Jeffery Strich, M.D.        

Behind the Mask Interview

October 15, 2020


Barr: Good afternoon. I’m Gabrielle Barr of the Office of NIH History and Stetten Museum.  It’s October 15, 2020 and I have the opportunity to talk to Dr. Jeffrey Strich. Dr. Strich is a staff clinician at the Critical Care Medicine Department at NIH’s Clinical Center. Thank you very much for being with us. We have several questions because you have been very, very involved in a lot of COVID-19 research and care and very interesting experiences. Our first question is: Can you elaborate about your study that appeared in Lancet Infectious Diseases that looks at the mounting need to develop new antibiotics to treat drug resistant infections and discuss how your research has affected the way physicians across the country have approached caring for coronavirus cases.


Strich: Yes. And first of all, thank you for the opportunity to speak with you today. Prior to COVID-19 my interest evolved around the treatment, epidemiology, and development of new antibiotics for highly resistant gram-negative infections. We were working on a study to evaluate what the market size looked like for future antibiotics. One big problem in the space of antibiotics is that there’s a significant number of patients who die each year from antibiotic resistant infections and the antibiotics development space is lagging behind in its abilities to develop new antibiotics for the future.

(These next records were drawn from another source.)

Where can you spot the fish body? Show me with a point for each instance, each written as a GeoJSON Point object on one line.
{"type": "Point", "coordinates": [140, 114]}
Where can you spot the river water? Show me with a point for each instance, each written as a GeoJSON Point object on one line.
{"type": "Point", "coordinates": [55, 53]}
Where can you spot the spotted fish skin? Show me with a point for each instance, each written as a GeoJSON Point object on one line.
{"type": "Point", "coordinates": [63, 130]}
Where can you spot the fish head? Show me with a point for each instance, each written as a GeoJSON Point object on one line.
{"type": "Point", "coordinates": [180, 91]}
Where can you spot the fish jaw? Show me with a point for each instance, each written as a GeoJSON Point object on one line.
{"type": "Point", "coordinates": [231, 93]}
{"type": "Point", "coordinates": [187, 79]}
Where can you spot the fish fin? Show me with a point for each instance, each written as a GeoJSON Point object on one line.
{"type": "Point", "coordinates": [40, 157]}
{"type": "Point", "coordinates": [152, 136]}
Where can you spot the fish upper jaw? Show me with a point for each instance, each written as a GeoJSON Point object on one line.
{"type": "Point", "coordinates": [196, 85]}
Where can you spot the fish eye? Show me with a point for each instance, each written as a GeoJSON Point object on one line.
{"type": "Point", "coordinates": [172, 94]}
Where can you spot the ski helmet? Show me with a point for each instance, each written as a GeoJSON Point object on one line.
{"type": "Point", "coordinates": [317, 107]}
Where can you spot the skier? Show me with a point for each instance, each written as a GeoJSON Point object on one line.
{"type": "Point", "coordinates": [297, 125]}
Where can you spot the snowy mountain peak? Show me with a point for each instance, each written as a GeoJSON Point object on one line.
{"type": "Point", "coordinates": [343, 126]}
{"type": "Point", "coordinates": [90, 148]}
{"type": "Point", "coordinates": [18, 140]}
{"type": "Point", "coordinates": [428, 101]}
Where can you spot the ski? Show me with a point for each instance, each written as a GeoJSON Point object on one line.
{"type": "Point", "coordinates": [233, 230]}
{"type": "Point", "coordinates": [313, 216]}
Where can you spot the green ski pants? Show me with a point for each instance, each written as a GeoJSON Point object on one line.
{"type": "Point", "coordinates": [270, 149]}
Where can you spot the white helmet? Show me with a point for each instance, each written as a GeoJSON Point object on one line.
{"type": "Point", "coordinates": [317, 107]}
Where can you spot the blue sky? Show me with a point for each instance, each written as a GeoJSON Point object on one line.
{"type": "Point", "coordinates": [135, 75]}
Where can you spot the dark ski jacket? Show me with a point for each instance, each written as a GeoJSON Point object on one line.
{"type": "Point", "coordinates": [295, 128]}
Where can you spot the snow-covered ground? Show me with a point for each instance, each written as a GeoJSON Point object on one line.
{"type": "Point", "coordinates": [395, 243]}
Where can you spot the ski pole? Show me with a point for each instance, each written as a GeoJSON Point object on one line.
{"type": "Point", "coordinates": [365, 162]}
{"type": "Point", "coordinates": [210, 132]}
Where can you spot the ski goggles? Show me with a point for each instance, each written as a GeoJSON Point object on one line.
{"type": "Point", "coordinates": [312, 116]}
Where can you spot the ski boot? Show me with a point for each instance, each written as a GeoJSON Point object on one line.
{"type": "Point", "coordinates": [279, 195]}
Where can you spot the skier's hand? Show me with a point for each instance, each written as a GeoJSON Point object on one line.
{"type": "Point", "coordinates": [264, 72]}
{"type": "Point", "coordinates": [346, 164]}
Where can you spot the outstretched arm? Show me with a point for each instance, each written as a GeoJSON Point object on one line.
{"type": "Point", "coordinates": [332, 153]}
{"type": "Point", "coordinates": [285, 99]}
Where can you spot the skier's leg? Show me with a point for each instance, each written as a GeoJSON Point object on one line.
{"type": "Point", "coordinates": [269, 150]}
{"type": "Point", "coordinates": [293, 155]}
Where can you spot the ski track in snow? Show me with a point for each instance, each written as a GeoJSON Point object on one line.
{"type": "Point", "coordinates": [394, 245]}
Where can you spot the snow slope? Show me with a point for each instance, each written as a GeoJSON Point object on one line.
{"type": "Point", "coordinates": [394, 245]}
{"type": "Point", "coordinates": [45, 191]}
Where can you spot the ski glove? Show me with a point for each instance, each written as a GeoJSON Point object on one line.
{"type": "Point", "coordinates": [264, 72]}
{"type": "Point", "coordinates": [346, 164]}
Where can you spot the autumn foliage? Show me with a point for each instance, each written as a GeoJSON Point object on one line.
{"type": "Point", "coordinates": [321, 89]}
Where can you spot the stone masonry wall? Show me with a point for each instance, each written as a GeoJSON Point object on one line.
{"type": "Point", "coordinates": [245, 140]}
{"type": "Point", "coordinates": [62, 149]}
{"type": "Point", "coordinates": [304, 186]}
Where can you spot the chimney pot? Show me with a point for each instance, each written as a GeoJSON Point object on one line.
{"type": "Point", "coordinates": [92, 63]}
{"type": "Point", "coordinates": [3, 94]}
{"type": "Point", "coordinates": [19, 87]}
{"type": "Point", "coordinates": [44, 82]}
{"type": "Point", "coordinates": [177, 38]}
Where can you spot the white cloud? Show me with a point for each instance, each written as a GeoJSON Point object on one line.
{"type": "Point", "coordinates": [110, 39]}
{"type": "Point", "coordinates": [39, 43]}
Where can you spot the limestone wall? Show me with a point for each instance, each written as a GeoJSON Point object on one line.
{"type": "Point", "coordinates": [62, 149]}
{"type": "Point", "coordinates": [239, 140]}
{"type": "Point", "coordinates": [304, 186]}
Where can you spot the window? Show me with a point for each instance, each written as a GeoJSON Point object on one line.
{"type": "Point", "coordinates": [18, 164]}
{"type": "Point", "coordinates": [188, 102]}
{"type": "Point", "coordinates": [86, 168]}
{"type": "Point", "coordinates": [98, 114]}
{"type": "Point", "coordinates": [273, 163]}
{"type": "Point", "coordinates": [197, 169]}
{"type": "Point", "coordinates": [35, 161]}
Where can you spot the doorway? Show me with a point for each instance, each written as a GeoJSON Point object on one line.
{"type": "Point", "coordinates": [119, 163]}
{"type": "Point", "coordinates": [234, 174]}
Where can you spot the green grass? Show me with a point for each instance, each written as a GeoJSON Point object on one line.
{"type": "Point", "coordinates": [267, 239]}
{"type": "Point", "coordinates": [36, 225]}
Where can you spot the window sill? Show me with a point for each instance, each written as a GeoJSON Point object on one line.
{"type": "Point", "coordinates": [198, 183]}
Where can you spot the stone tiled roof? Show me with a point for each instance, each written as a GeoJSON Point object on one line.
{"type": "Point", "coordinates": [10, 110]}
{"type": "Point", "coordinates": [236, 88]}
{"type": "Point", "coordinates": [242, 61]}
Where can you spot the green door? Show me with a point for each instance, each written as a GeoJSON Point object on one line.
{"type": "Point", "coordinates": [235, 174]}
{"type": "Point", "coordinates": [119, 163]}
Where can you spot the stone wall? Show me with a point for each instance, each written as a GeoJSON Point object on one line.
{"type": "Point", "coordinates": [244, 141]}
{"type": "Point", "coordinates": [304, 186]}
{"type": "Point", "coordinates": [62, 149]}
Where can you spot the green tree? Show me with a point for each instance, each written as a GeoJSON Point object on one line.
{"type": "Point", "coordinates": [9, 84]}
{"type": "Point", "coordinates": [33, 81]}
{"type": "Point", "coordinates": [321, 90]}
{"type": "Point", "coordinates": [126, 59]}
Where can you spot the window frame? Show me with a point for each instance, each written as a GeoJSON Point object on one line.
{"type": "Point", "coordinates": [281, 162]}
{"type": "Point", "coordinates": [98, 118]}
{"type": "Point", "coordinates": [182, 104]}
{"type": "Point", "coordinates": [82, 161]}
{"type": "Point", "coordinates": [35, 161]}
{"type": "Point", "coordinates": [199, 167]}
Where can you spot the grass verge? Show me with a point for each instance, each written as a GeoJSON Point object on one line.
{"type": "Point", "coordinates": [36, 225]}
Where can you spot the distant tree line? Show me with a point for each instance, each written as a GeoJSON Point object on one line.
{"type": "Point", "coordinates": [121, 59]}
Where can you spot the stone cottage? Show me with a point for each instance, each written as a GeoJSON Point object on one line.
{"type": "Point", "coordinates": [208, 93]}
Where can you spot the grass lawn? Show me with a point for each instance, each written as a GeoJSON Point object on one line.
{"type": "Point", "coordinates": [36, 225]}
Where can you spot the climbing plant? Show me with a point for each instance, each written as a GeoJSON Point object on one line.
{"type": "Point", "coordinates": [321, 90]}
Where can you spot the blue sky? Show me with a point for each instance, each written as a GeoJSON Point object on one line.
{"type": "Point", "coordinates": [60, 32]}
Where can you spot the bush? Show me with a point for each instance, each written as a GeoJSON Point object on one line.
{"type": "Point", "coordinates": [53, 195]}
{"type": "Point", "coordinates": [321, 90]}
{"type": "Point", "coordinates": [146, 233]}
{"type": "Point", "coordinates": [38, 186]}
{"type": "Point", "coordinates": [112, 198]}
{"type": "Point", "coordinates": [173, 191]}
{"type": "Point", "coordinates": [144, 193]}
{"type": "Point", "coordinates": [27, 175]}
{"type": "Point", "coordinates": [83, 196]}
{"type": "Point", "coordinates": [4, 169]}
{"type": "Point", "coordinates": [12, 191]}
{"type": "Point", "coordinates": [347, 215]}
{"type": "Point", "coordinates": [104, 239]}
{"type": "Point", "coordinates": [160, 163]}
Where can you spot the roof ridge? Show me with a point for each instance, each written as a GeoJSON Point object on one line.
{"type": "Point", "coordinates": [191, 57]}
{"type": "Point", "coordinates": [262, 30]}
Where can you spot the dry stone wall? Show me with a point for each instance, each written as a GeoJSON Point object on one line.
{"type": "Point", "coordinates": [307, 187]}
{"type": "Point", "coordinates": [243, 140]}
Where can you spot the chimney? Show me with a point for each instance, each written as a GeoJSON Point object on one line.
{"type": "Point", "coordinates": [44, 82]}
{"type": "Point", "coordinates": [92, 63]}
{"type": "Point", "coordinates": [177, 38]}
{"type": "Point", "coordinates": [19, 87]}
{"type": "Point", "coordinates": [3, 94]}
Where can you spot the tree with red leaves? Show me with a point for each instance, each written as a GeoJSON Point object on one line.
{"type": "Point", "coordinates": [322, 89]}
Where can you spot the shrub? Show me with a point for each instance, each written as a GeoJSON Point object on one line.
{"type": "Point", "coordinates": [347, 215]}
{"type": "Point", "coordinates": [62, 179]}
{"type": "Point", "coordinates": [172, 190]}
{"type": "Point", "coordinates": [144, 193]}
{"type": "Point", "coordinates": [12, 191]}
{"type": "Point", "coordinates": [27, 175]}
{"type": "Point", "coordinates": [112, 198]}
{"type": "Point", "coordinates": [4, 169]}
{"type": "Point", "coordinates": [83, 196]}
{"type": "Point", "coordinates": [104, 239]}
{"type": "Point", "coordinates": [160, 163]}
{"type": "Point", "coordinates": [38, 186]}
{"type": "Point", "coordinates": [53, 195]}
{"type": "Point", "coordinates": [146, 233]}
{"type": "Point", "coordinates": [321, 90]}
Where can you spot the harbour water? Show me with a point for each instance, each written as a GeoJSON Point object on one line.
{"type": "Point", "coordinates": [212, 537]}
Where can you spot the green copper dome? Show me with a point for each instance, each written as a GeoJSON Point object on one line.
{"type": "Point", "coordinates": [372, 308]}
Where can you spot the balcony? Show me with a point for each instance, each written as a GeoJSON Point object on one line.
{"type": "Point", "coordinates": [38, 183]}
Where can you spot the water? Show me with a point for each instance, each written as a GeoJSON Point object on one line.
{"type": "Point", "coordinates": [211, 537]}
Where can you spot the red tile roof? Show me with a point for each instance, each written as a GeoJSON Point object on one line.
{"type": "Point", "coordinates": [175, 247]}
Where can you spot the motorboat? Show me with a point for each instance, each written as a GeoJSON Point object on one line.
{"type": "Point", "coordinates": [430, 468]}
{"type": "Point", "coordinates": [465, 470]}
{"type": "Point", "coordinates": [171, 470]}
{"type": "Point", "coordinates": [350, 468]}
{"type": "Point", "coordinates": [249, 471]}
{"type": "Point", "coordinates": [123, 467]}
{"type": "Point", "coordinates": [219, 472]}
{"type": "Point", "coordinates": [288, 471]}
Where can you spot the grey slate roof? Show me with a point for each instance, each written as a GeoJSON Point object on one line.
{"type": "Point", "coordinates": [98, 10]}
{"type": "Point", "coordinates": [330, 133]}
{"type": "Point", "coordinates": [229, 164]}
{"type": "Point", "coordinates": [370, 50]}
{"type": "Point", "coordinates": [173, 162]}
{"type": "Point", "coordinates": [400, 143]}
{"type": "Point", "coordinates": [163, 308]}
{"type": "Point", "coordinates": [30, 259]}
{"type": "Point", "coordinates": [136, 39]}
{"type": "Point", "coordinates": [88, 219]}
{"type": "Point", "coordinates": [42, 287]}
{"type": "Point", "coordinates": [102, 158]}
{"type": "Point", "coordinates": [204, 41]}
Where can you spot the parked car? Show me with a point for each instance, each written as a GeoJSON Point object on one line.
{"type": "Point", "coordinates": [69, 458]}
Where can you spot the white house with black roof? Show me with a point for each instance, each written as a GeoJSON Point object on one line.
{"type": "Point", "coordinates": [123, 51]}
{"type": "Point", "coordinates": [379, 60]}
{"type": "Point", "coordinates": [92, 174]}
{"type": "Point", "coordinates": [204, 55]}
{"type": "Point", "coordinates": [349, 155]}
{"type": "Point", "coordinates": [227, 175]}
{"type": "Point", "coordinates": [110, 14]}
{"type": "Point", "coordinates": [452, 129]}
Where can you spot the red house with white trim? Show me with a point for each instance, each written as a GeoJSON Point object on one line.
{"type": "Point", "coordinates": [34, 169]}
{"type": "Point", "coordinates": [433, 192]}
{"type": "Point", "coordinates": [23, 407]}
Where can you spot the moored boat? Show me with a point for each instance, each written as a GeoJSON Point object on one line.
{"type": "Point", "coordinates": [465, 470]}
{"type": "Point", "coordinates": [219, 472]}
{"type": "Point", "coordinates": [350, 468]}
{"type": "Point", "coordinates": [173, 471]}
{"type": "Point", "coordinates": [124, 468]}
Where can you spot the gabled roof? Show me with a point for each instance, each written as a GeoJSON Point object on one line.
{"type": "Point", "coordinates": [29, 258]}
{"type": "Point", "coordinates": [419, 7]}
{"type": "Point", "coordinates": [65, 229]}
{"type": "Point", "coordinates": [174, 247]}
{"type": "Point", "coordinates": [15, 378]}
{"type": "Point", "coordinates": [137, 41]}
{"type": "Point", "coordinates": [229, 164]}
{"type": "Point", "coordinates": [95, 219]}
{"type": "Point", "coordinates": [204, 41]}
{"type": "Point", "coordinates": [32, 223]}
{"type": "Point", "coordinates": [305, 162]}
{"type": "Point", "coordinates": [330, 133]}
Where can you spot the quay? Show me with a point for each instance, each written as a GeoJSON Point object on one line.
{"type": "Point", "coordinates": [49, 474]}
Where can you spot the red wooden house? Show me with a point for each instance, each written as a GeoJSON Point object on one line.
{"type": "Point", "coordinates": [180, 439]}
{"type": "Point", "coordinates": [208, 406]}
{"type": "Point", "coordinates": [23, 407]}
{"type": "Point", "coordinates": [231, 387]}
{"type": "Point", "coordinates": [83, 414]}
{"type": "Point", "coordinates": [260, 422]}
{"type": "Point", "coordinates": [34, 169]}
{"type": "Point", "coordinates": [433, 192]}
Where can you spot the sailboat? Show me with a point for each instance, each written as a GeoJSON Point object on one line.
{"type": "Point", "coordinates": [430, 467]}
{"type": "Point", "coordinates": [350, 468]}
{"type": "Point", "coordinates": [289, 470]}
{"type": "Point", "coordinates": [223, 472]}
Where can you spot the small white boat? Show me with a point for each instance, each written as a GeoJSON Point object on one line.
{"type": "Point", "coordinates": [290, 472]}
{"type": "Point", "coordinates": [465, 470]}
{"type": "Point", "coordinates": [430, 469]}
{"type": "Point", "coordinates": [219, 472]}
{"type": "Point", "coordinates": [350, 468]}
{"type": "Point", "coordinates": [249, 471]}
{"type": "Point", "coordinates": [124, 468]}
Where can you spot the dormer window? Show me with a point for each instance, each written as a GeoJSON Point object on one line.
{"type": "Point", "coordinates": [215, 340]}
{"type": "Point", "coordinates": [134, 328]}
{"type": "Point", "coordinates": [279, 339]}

The goal of that study you’re referring to was to evaluate how many treatment opportunities there are for patients who have highly resistant gram-negative infections and to quantify that as it relates to development of new antibiotics. What we found was that overall there’s a low number of antibiotic resistant infections out there which is part of the reason why antibiotic and pharmaceutical companies aren’t particularly interested in developing new antibiotics because there is not a strong market for their future use down the road. What we concluded from this study again is that the market size is small.

I think that one of the take-home messages between what’s going on right now with COVID-19 and the realm of antibiotic development is really one of preparedness—national security—being ready for future infections. If we do not continue to develop new antibiotics, there could be a time when the number of infections continues to increase and we see ourselves in a scenario [such as] we are today with ineffective therapies and rushing to do big clinical trials in the middle of a pandemic. The ACTT (Adaptive COVID-19 Treatment Trial) studies are a group of studies that intramural investigators at the NIH enrolled patients in during the initial surges of pandemic in an attempt to find effective therapies.  It’s very, very difficult. What we don’t want to do is let our antibiotic development lag behind and then be not prepared when these numbers of infections persistently increase over time.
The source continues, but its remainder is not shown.